In fact, the White House has just released a memo that requires federal agencies to comply with software supply chain guidance from the Office of Management and Budget (OMB). That guidance builds on an executive order the Biden administration issued requiring agencies to review the security of their software supply chains.

The primary method to embed malware within software under development is to compromise the credentials of a member of the application development team. Microsoft, for example, has issued a warning that details how a cybercriminal gang known as ZINC uses LinkedIn to establish initial contact with software developers looking for a new jobs. It then encourages those developers to switch the communication medium to the WhatsApp messaging service through which malicious payloads are installed on a developer’s system.

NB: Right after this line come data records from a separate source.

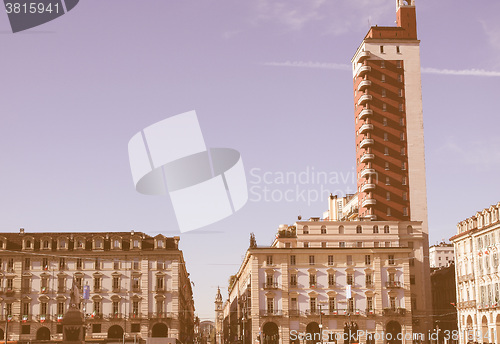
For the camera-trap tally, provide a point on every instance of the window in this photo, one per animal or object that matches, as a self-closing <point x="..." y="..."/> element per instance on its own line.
<point x="312" y="280"/>
<point x="61" y="308"/>
<point x="331" y="279"/>
<point x="116" y="307"/>
<point x="160" y="283"/>
<point x="331" y="304"/>
<point x="62" y="263"/>
<point x="269" y="260"/>
<point x="369" y="303"/>
<point x="350" y="279"/>
<point x="312" y="304"/>
<point x="116" y="284"/>
<point x="270" y="305"/>
<point x="330" y="260"/>
<point x="311" y="260"/>
<point x="349" y="259"/>
<point x="61" y="284"/>
<point x="97" y="284"/>
<point x="135" y="307"/>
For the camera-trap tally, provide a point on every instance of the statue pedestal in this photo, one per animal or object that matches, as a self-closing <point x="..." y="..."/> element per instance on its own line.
<point x="73" y="327"/>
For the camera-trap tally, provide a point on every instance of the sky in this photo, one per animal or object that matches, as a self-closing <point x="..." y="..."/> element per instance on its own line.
<point x="270" y="79"/>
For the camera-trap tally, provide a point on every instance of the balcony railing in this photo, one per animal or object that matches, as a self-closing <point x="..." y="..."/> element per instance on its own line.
<point x="367" y="156"/>
<point x="364" y="84"/>
<point x="369" y="202"/>
<point x="393" y="284"/>
<point x="366" y="143"/>
<point x="367" y="186"/>
<point x="363" y="70"/>
<point x="367" y="172"/>
<point x="270" y="313"/>
<point x="394" y="311"/>
<point x="365" y="113"/>
<point x="161" y="315"/>
<point x="365" y="127"/>
<point x="268" y="285"/>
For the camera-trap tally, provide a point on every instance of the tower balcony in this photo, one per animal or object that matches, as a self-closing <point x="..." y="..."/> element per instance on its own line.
<point x="364" y="99"/>
<point x="367" y="157"/>
<point x="365" y="127"/>
<point x="367" y="171"/>
<point x="363" y="55"/>
<point x="363" y="70"/>
<point x="364" y="84"/>
<point x="366" y="143"/>
<point x="367" y="187"/>
<point x="369" y="202"/>
<point x="365" y="113"/>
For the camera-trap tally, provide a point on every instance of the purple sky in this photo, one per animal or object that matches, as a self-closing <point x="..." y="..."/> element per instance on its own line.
<point x="268" y="78"/>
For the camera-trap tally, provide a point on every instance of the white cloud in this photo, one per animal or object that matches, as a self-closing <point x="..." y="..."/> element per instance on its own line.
<point x="346" y="67"/>
<point x="468" y="72"/>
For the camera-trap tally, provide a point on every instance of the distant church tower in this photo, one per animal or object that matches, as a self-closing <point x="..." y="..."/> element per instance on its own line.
<point x="219" y="316"/>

The Microsoft warning also notes ZINC is specifically targeting open source open-source software such as PuTTY, KiTTY, TightVNC, Sumatra PDF Reader, and muPDF/Subliminal Recording software installer for these attacks. Should developers include these components within the applications they are building, there is a good chance malware embedded in these software packages by ZINC will be activated at a later date.  ZINC has been identified as a sub-group of the North Korean Lazarus hacking crew, and the danger posed by this attack should not be underestimated.

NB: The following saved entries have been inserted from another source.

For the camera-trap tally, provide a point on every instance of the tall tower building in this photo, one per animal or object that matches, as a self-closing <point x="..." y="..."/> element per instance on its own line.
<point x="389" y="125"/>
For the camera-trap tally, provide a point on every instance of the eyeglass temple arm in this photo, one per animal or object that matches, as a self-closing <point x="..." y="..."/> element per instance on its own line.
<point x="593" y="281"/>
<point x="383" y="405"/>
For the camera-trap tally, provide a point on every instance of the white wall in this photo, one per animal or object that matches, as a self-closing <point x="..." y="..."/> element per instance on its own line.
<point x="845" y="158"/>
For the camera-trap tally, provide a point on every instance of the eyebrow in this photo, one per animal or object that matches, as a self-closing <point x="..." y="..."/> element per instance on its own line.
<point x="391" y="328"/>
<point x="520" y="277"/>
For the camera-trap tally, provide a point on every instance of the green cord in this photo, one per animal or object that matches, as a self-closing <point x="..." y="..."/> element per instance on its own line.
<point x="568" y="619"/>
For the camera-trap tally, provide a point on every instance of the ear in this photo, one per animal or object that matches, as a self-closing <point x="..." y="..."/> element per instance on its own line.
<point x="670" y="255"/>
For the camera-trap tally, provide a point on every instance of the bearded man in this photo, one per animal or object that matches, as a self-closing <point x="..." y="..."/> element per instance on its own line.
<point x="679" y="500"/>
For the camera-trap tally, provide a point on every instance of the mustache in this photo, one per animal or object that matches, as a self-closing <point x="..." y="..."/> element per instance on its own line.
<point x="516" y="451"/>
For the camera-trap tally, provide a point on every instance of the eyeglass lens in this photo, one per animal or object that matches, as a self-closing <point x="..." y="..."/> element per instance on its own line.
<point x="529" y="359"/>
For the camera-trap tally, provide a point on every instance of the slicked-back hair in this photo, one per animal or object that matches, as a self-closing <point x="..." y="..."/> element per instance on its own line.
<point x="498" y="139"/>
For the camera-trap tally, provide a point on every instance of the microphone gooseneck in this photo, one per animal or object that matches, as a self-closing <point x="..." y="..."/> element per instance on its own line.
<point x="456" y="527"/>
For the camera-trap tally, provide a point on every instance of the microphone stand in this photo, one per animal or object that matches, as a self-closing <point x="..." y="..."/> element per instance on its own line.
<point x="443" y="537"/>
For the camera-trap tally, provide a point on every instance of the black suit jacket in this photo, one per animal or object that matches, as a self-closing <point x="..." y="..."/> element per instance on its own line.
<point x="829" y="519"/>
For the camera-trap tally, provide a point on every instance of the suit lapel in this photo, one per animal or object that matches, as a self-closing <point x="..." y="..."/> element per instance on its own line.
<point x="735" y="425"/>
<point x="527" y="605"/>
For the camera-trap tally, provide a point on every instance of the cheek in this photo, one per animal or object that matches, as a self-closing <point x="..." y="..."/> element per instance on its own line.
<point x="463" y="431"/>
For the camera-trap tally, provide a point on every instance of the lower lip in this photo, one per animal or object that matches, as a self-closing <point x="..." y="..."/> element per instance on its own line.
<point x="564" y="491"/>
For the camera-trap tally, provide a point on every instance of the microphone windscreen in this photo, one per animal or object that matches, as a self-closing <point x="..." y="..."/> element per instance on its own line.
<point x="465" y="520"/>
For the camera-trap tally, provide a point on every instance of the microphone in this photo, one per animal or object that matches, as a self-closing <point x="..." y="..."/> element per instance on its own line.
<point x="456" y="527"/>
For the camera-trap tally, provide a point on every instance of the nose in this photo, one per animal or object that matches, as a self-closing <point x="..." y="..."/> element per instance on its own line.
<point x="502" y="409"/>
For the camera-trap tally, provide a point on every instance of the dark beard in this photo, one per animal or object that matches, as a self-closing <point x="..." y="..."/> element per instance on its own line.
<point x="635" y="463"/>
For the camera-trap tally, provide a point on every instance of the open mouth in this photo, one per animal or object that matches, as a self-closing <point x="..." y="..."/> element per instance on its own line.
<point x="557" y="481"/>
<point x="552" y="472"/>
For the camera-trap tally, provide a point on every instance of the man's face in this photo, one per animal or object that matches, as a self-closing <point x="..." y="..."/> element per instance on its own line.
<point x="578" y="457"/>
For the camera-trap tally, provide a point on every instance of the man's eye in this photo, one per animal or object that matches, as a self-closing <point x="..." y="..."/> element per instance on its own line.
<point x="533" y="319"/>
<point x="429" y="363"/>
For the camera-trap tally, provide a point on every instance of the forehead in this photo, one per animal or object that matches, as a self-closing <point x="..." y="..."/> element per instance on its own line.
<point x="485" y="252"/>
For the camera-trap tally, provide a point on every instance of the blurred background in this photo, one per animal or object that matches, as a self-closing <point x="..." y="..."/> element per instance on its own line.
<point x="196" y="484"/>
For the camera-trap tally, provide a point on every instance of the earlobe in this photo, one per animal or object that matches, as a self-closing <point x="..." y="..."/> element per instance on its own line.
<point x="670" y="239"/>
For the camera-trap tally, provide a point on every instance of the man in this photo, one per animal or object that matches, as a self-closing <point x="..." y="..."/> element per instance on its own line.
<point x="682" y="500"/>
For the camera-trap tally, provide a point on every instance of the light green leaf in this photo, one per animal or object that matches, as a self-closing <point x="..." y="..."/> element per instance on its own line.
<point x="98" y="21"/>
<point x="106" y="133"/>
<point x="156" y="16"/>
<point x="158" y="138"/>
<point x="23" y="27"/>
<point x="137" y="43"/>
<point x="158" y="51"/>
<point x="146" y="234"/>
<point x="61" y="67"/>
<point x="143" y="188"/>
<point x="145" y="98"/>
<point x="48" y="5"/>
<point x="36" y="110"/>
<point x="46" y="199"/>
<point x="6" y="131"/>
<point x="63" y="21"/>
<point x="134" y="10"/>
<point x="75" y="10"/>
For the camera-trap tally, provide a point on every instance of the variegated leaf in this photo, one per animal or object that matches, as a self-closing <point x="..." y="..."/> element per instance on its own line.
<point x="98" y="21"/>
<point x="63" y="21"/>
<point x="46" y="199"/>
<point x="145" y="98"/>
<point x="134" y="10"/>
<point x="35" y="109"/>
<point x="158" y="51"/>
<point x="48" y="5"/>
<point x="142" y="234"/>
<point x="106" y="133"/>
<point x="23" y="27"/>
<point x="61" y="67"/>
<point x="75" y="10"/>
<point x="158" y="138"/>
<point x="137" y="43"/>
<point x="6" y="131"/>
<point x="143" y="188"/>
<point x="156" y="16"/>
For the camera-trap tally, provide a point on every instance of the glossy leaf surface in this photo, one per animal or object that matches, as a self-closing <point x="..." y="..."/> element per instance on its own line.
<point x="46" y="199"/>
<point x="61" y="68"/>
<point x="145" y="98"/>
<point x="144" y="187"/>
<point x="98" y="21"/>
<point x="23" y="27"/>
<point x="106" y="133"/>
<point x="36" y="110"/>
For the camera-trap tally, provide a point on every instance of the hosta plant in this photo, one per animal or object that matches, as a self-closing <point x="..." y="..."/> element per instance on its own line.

Of course, no one knows for sure where that malware may wind up, and therein lies the challenge security professionals will increasingly face. The pace at which the processes being used to build software will be hardened is exceeding slow. It takes a long time to change the culture of application developers that tend to prize speed of delivery over security. Realizing this, more cybercriminals than ever are now targeting software supply chains simply because they now know just how vulnerable they are.

The good news is the executives that hire developers are starting to prioritize security over speed. A survey of 600 C-suite executives conducted by CloudBees, a provider of a platform for building and deploying applications, finds more than three-quarters of respondents say it is more important to be secure and compliant than fast and compliant. The bad news is that 88% of those executives believe their organization’s software supply chain is secure or very secure.

Unfortunately, it’s probable software security will get worse before it eventually starts to get better. As a result, cybersecurity teams should prepare for the worse. As the Log4j Shell vulnerability has already clearly demonstrated, finding all the instances of a software component that has a vulnerability can take months. A rapid security incident management response team has never been more crucial because, as always, any time a vulnerability is discovered it’s a race against time before it is exploited.